I would definitely trust a vet before my own knowledge, as you should, but this SOUNDS like just too much stuff too soon on an already compromised body/system. Trying to combat and minimize ALL signs/symptoms can get overdone quickly in a weakened body and eventually it can (doesn’t mean WILL) all back up on him (colic, systemic shock, absorption difficulties, laminitis, abscesses, etcetcetc). Consider going back to the most basic feed programme (limited sugars, NO corn, moderate protein, moderate carbs/ starch and free choice hay) and let him settle. I would add only SmartDigest for now, maybe an antacid, and PLENTY of plain ol’ warm water in his grain, his water bucket, any way you can offer it. Until he puts some weight on, SLOWLY and is showing more energy and interest in his options, I would be inclined to keep his diet simple with multiple small meals thru-out the day (Senior feeds are usually pretty nutrient-dense even tho easier to digest so small doses more often might be a little easier for him to take on till he RECONDITIONS his gut).
Dietary results can take up to three to six weeks to be seen in a normally working system (dealing with a large and intricate, highly sensitive equine digestive system here) so make patience and time your new best friends for now but watch him like a hawk. Learn his tells of pre-struggle.
He could probably use deworming but a fecal test would be the best way to go there, treating him for what he actually HAS as opposed to dropping a broad-spectrum chemical load into an already sensitive system. Might even want to wait on that but again, this is a vet judgement. Bet his teeth could use a float, too. All these little things put together contribute to good digestion and use of foodstuffs.

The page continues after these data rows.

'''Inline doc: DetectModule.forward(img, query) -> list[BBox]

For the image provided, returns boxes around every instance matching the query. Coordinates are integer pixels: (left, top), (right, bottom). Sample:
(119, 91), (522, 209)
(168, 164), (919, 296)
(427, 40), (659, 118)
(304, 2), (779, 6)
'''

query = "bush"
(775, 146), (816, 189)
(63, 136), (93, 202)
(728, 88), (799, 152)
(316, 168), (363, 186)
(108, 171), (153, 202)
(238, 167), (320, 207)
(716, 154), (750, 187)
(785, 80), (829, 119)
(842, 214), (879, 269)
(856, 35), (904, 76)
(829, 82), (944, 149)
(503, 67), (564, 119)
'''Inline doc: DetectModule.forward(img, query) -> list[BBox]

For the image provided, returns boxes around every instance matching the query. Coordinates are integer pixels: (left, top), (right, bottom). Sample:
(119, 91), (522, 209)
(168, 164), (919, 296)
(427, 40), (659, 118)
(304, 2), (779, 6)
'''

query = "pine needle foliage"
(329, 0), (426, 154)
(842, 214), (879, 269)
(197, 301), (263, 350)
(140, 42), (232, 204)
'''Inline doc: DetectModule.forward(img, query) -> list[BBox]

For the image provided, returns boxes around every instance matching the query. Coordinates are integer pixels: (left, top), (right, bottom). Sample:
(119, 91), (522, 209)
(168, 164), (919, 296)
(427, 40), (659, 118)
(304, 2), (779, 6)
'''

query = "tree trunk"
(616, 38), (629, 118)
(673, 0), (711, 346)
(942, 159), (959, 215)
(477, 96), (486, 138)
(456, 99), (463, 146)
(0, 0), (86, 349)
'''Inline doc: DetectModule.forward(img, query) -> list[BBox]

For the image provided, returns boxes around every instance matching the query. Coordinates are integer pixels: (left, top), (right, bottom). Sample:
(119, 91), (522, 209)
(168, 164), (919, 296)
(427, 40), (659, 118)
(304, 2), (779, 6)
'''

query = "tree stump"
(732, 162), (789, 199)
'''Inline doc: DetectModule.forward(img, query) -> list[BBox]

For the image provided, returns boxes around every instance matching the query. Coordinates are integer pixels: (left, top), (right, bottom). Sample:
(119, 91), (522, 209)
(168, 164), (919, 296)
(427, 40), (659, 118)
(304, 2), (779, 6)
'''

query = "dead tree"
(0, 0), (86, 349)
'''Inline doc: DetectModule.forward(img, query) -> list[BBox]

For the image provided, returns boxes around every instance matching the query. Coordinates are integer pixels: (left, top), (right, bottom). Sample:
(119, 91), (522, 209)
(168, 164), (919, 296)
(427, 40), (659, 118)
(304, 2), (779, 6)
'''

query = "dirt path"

Hand walking and spending time grooming and loving on him, too, will encourage interest and security, security being a critical point in health, imho, in his new life and person : ) The average horse body at 1000+ lbs is operated by a 2 lb brain, stroke the brain and the body tends to follow. Make him feel good in his head and his body will settle, too. Good luck with this, and on behalf of ALL the horses out there that deserve a better life, thank you for saving this boy, he is lucky to have you : )
Just to be clear, I am NOT advising that you bypass your vet’s recommendations, just offering food for thought, no pun intended.
Sure there's right and wrong but mostly there's just a whole lotta different.